I think that the LFS promote cycle so much, because its CHEAP to buy in bulk, and they make the most money off of a cycle bottle compared to something else, Hagen makes cycle which is a canadian company shipped from montreal. It's probaly alot cheaper for them, so they want you to buy it..

in my opinion cycle is sh*t, dump in the whole bottle then throw it away!

malice


----------



## redbellyjx © (Jan 26, 2004)

psrotten said:


> dude all i have to say is pet rocks
> were they really pets???? no
> its called makin the loot


 i know whatcha mean...he s saying that if the marketing is good enough anythign can sell. like pet rocks. for christ sake i can go out side and get a rock. look at drift wood and sand! people pay like like 75 bucks for pieces of wood they could find outside!

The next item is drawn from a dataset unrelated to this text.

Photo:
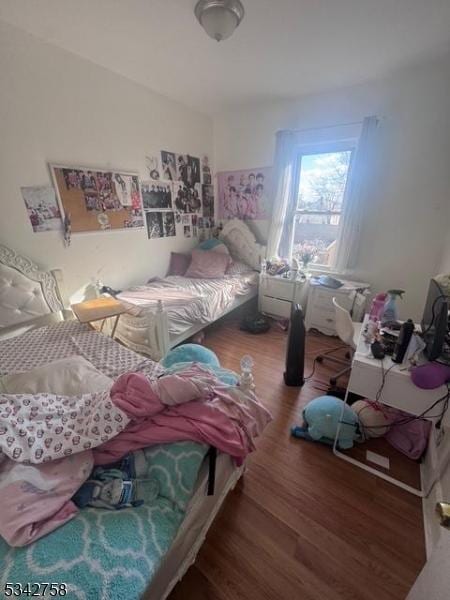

anyways back on topic....cycle sucks


----------



## ViBE (Jul 22, 2003)

LFS dont know nothing for sh*t.


----------



## LiLMic (Apr 14, 2004)

lol


----------



## joefromcanada (Apr 16, 2004)

cycle is a waste of money, when i was cyclin my tank, using "cycle" threw out my readings for nitrate.... i took a cup of water out of the tap. i did a nitrate test on it. well it showed up zero nitrates.... i add half a cap of cycle to the same cup and i had nitrate readings of 110 ppm.... does that mean cycle, cycled that cup of water in 30 seconds? NO. i threw out the bottle


----------



## LiLMic (Apr 14, 2004)

hmm.


----------



## psrotten (Jan 27, 2004)

i wasnt tryin ta be a dick man just sayin people can sell anything to make loot


----------